Berkeley High and Ethnic Studies

So honestly, this story took forever to unravel and still even after sending in the final, i feel as though there's more to it. My main reason for writing about the Berkeley Ethnic Studies program at the Berkeley High School was because it was astonishing to learn that Berkeley was one of the first high schools in the 60's to have a African American department and mandate its students to enroll in at least one Ethnic Studies course that will win them up to 6 units into college, all at the age of 14. What i learned during the course of investigating the program was that it falls short on funding due to state budget cuts since the year 2000. I was trying to get the numbers on how much it actually costs to carry this program through and what is the budget for this program currently but the person designated to answer these questions was not responding to me at all, despite the numerous attempts with voicemails and urgent emails. It really was a lesson learned because even now i don't have a response to the numbers from this person and all the counselors and the front desk people keep transferring me to him. Bureaucracy- i hate it! 

Al though i feel short on the numbers, i did get to speak to a lot of students and was even allowed to attend a Parents Teachers Students Association meeting to gain information. 

It seems that the teachers, students and parents all appreciate the work BHS does in allowing students to explore their identity through courses such as La Raza studies and African American history (courses freshmen students at college usually explore). 

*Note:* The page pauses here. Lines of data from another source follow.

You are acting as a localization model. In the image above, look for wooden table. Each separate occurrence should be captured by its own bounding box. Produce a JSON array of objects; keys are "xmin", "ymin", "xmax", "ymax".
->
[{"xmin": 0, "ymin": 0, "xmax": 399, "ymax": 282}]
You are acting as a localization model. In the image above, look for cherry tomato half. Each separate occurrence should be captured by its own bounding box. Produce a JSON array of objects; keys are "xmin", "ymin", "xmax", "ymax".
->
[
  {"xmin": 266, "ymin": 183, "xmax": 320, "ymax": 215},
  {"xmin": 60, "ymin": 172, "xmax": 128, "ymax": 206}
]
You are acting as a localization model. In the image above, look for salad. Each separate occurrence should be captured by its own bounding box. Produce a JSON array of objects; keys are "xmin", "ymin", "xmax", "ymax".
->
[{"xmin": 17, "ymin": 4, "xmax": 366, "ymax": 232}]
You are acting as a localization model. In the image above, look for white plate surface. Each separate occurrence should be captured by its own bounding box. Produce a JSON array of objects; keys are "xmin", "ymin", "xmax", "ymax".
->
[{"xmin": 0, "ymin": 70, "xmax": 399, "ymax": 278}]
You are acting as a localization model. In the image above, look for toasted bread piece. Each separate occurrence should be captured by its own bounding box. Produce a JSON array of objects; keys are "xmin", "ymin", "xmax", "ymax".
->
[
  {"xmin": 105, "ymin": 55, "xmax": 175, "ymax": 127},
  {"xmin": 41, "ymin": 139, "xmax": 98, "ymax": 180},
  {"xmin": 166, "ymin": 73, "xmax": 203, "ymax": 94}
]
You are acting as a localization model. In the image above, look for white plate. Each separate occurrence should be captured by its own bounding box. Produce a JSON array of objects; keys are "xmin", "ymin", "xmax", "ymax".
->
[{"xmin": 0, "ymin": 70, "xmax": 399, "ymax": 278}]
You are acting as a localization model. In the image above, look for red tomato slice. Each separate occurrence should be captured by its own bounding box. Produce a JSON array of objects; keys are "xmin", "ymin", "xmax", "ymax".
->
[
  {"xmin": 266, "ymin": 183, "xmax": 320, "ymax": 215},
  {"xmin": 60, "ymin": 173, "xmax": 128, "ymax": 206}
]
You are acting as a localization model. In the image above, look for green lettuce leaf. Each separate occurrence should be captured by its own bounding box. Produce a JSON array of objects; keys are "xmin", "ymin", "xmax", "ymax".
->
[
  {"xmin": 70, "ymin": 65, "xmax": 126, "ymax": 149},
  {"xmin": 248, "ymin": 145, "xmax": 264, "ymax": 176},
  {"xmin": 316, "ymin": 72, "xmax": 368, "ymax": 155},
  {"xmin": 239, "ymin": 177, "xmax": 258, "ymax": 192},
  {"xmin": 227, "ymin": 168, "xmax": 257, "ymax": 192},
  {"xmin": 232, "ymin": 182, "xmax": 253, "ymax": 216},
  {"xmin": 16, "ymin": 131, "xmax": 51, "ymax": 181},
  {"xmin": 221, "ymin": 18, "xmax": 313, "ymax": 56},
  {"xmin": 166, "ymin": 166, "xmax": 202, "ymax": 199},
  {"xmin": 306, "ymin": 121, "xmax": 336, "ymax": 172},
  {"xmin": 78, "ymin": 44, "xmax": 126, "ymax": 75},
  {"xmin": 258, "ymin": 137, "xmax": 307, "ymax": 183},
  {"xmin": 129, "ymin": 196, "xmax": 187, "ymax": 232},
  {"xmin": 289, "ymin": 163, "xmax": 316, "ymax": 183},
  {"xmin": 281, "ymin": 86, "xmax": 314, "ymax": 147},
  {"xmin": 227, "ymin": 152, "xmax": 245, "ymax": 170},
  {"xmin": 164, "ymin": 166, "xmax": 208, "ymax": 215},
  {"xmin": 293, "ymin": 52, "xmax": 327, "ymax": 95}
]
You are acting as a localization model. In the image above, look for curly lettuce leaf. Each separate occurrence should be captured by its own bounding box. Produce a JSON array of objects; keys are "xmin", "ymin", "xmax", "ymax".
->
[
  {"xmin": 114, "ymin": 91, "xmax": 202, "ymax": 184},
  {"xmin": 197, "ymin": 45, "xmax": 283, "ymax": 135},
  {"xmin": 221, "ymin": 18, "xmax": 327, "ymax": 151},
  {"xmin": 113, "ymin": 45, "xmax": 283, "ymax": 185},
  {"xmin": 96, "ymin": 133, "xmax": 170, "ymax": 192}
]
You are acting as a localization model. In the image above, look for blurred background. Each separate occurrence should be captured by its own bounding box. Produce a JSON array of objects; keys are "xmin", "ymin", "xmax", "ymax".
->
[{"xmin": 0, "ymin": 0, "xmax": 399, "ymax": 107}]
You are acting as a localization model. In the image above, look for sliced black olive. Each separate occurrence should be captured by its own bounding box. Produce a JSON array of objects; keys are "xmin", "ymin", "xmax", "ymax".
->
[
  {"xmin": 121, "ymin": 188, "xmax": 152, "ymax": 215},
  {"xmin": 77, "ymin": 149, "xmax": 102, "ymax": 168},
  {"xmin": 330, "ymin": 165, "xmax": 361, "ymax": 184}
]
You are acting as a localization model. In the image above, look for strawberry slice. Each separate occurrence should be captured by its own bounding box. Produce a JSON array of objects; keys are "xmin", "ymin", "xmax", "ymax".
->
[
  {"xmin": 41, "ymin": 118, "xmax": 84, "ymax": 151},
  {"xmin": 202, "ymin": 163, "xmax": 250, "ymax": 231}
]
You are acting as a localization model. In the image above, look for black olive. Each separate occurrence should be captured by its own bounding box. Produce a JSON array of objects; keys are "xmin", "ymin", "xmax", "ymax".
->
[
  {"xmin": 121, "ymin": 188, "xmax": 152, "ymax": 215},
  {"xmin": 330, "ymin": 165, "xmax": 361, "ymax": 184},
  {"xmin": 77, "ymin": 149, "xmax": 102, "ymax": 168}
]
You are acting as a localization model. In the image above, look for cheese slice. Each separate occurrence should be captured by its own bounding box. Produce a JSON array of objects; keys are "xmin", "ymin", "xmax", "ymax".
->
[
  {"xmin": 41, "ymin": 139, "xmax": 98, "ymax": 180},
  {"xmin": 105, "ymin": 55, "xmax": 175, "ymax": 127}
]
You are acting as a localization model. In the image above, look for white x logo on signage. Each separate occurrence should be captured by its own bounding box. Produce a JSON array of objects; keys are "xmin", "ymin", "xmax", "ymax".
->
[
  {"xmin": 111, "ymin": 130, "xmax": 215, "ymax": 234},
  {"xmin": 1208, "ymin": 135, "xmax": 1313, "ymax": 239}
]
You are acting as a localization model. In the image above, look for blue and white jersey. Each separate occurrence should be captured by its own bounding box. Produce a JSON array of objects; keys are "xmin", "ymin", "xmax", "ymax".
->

I enjoyed this particular story the most because it designated with my own desire to study Tibetan history which is not provided at SFSU and definitely was no where available during my high school years. 

The semester is at an end and i still feel as though i am catching up, honestly the work load this semester with school and 40 hours work and sitting as a board member on a non-profit organization was a bit overwhelming for me and a hard lesson to learn; overloading many things at one time can make accomplishing everything very difficult. 

Next semester, less work hours, less volunteering, and more school school school, time to graduate already!

This class has been enormously fun and i appreciate all the discussions that we had during and after class. Memorable experience for sure! Moments to last. Have a good summer you all and for those taking Magazine Writing over summer, lets prepare for another fun class right? Crossing my fingers!